Find out what you should and shouldn't do when it comes to using Generative AI:
Do
- Define your objectives, articulating Generative AI-related goals and objectives.
- Understand the capabilities and limitations of different Generative AI models and implementations.
- Ensure you have appropriate policies and guidelines in place as to the use of Generative AI.
- Ensure you, and those using generative AI in your organisation, have a base level understanding of how the technology works as a minimum and ensure staff using Generative AI systems are adequately trained.
- Start with small projects or proof-of-concepts that are not business critical. Learn from these, about potential impacts and feasibility, before scaling up.
- Prepare your data, focussing on accuracy, hygiene, quality and diversity
- Continuously monitor and evaluate Generative AI outputs against your objectives and standards and against expected outputs.
- Include humans in the loop as necessary. Review and challenge outputs with professional scepticism, avoiding automation bias.
- Create detailed prompts – explain exactly what you want Generative AI to do and give it a good example of how to do something.
- Make it clear when Generative AI has been used in producing content;
- Consider a scientific approach to using generative AI, where rigour and accuracy are important – apply a tight framework and repeat prompts to reduce the risk of anomalous responses.
- Be curious and experiment!
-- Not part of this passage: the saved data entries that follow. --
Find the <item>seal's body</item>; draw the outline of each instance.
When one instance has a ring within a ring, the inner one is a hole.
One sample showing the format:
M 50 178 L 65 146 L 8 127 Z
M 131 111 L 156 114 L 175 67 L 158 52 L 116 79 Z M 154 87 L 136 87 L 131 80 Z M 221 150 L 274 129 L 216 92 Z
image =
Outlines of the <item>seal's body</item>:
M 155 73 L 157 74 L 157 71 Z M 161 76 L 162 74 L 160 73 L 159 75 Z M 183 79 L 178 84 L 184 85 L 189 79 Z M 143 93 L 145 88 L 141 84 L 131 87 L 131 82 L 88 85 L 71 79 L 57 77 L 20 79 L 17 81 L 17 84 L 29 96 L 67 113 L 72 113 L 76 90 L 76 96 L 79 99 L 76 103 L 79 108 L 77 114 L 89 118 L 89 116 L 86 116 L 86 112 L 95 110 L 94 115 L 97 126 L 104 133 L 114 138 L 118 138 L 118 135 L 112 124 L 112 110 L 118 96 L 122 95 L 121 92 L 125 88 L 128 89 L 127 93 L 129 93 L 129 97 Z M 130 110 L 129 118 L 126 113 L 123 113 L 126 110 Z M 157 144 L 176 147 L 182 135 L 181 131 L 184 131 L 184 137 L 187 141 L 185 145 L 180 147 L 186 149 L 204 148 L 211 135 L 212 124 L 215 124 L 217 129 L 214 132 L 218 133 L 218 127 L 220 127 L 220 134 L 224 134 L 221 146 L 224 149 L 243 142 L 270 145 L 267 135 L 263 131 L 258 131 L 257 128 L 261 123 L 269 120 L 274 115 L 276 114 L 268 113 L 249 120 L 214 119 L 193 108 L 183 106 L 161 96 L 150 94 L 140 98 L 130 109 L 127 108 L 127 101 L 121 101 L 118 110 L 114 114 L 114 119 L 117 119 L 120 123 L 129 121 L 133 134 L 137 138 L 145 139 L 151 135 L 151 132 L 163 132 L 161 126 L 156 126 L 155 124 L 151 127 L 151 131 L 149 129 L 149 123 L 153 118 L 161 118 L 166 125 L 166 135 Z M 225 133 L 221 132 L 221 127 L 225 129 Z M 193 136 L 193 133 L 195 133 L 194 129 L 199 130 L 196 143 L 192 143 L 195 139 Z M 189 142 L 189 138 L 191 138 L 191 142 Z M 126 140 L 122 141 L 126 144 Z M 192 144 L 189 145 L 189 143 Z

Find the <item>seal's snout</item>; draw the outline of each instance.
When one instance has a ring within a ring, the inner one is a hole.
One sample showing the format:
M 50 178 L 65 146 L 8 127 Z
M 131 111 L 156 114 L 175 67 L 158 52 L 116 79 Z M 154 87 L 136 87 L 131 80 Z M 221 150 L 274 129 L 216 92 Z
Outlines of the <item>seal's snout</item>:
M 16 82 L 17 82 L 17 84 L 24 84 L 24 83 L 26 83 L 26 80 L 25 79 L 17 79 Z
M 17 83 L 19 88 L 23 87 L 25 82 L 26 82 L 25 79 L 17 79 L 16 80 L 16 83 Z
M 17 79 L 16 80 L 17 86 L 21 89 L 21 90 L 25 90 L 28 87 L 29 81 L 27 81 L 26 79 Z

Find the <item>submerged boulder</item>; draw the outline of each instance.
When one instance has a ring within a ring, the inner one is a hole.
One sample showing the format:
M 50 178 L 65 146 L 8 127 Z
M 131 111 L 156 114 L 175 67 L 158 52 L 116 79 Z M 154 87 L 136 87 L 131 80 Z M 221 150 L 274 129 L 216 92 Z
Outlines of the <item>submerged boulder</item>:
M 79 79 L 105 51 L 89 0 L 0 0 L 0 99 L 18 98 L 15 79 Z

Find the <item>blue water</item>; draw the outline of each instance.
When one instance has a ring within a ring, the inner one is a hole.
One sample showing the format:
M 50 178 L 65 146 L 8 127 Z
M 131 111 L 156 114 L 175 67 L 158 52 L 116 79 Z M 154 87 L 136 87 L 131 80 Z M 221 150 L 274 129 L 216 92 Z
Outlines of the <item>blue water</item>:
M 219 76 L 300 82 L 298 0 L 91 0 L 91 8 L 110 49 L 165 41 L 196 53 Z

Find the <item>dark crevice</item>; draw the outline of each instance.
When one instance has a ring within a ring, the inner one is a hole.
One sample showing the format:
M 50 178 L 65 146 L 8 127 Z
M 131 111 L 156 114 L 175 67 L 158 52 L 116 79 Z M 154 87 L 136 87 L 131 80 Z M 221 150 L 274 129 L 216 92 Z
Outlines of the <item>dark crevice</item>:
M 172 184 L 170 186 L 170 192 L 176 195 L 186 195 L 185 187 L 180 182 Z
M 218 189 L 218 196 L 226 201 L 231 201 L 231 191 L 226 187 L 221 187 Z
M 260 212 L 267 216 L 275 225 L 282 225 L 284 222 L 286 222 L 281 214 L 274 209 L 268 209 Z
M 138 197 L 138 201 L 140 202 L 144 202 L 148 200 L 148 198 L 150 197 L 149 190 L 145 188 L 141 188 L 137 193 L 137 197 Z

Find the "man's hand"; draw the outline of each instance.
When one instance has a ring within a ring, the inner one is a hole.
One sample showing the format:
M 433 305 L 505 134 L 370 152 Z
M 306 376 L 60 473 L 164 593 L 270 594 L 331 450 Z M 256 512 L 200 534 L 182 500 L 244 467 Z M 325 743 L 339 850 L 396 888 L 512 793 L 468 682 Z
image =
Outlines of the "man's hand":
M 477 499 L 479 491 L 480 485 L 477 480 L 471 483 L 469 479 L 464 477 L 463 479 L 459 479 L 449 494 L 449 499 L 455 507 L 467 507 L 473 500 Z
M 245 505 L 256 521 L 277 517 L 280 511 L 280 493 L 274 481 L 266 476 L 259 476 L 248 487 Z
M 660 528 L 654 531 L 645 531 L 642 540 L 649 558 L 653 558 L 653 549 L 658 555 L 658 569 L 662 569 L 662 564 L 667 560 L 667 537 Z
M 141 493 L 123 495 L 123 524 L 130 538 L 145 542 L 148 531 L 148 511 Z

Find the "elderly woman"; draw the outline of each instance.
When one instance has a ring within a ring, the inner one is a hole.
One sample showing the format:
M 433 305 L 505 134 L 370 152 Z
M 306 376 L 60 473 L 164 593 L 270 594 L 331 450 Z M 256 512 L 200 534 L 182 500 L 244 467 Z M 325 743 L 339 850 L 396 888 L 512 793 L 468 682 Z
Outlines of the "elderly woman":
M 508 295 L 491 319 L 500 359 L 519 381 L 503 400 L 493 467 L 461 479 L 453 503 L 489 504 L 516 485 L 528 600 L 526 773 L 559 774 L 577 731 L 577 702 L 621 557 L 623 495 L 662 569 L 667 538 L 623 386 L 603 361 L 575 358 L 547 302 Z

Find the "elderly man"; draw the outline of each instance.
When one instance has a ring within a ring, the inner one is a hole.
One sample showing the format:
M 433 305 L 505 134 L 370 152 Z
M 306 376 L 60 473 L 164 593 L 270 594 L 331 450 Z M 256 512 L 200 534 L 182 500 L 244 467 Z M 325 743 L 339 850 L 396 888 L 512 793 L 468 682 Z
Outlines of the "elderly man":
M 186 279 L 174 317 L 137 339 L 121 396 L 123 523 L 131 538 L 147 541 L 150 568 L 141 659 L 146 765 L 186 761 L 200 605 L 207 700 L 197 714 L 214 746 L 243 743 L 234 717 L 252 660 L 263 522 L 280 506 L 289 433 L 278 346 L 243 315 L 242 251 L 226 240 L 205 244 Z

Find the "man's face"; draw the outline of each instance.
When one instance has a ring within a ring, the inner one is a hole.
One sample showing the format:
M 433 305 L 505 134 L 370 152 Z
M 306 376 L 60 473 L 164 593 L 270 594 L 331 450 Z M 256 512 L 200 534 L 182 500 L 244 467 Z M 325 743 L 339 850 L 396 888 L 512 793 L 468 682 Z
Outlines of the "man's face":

But be responsible too.
Don't
- Ignore ethical aspects: develop guidelines for responsible use of generative AI.
- Abdicate responsibility: generative AI models and outputs require human oversight.
- Overestimate generative AI models: they are tools to complement human expertise.
- Underestimate the hardware or infrastructure requirements of generative AI. It requires significant volumes of good quality data.
- Disregard user feedback: use it to identify and address issues, as well as improve models.
- Fall foul of data protection, privacy and intellectual property considerations: keep client and confidential internal data off public generative AI tools, and make sure you have permission to train a model using someone else’s IP or data.
- Ignore potential inconsistencies and inaccuracies in generative AI outputs.
- Forget that the implementation of new technology requires cultural change: supporting those with legitimate concerns about AI is crucial to its successful adoption.
As considerations vary across sectors, organisations, use cases and data, these do’s and don’ts should be evaluated and adapted to reflect specific needs.